My mother Manobina, and aunt Debalina. Calcutta, West Bengal. Circa 1940 Image and Narrative Points contributed by Joy Bimal Roy, Mumbai This is an photograph of my mother Manobina Roy (left) and her identical twin sister Debalina Mazumdar (right) (nee SenRoy) taken in the c.1940 in Calcutta (now Kolkata). It is most likely that the image was photographed by my father, the acclaimed film-maker, Bimal Roy. My mother and her twin sister were born in 1919, merely 15/20 minutes apart. However, Debalina, came first, a few minutes before midnight on November 26, and my mother a few minutes after, on November 27. Hence, while they were twins they had two dates of births.
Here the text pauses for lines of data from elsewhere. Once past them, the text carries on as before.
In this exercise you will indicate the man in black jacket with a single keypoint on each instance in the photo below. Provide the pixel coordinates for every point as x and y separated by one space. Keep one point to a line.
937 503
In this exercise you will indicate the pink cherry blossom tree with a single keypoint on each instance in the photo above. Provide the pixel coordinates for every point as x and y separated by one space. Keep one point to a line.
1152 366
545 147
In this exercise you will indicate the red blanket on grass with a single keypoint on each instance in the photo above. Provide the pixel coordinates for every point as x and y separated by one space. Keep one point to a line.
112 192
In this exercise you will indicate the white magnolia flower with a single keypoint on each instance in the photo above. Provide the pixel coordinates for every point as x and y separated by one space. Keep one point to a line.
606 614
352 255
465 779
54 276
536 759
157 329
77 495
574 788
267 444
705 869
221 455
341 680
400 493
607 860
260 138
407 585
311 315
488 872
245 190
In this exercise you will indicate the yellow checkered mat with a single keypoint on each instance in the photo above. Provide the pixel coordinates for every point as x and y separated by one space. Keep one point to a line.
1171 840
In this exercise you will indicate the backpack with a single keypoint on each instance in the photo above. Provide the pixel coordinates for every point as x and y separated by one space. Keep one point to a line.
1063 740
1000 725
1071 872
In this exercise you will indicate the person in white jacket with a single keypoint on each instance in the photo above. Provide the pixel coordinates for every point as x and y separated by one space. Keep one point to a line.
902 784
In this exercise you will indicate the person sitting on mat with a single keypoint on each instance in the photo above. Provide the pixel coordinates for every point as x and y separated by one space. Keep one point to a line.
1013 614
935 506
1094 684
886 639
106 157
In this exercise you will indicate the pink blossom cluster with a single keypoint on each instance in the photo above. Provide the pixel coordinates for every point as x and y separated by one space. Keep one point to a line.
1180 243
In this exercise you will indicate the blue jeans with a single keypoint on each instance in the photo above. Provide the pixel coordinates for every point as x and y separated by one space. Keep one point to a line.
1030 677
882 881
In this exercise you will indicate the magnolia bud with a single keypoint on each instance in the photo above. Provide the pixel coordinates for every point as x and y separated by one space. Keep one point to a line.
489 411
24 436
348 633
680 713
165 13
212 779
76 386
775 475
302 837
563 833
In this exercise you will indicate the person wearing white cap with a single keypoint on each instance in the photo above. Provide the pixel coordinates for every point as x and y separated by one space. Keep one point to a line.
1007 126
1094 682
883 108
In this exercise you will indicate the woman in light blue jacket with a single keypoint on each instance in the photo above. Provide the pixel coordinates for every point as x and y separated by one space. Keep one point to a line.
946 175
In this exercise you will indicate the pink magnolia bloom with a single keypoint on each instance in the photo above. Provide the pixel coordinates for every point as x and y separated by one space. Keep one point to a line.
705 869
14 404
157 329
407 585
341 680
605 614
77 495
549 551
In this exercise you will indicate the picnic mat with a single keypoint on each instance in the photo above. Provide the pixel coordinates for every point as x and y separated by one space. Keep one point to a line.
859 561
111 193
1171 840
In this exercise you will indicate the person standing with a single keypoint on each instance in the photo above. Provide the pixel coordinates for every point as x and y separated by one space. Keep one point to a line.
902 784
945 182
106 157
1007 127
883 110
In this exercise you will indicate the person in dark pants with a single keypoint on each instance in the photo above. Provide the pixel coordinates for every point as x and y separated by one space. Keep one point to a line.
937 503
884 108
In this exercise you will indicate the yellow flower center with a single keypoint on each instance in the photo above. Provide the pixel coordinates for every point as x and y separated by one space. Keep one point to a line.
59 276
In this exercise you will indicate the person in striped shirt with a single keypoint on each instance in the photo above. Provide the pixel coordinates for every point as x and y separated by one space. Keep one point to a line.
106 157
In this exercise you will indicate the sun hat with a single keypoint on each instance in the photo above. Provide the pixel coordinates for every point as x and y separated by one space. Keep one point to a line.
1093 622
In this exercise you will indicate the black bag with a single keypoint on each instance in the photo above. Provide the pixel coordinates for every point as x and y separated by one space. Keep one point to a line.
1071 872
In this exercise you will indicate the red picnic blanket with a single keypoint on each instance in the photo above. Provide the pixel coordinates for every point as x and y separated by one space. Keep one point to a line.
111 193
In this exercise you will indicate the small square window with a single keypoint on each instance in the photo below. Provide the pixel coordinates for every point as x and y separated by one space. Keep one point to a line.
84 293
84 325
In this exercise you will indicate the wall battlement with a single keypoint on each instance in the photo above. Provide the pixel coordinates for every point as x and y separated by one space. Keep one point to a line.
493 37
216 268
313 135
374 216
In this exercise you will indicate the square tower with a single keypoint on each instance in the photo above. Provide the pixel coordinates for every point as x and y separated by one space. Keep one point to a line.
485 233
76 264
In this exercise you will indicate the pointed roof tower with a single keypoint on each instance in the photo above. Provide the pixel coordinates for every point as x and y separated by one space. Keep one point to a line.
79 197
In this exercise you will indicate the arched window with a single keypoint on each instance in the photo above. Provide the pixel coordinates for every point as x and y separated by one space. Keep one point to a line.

At home they were fondly called Lina di and Bina di. In mid 18th century, my maternal family, the Sen-Roys, migrated on boat up the Ganges, from Banda, Jessore district (now in Bangladesh) to the princely state of Benaras (now Varanasi). Our family is unsure why they moved to the north; perhaps the elders, like millions of others, wished to spend their last days at the pilgrimage in Benaras; nonetheless the region became their home for four generations. At the time, Benaras was under the rule of Kashi Naresh [King of Kashi (Ancient name of Beneras)] whose capital fort was situated in a beautiful city, right across the river, in Ramnagar. For generations, the royal family had been patrons of knowledge – later donating land for several educational institutions including the Benaras Hindu University. Fortunately for our family, in addition to ensuring good education for his six sons, my maternal great-grandfather also became the tutor to the king’s son, the young prince of Benaras, Yuvraj Prabhu…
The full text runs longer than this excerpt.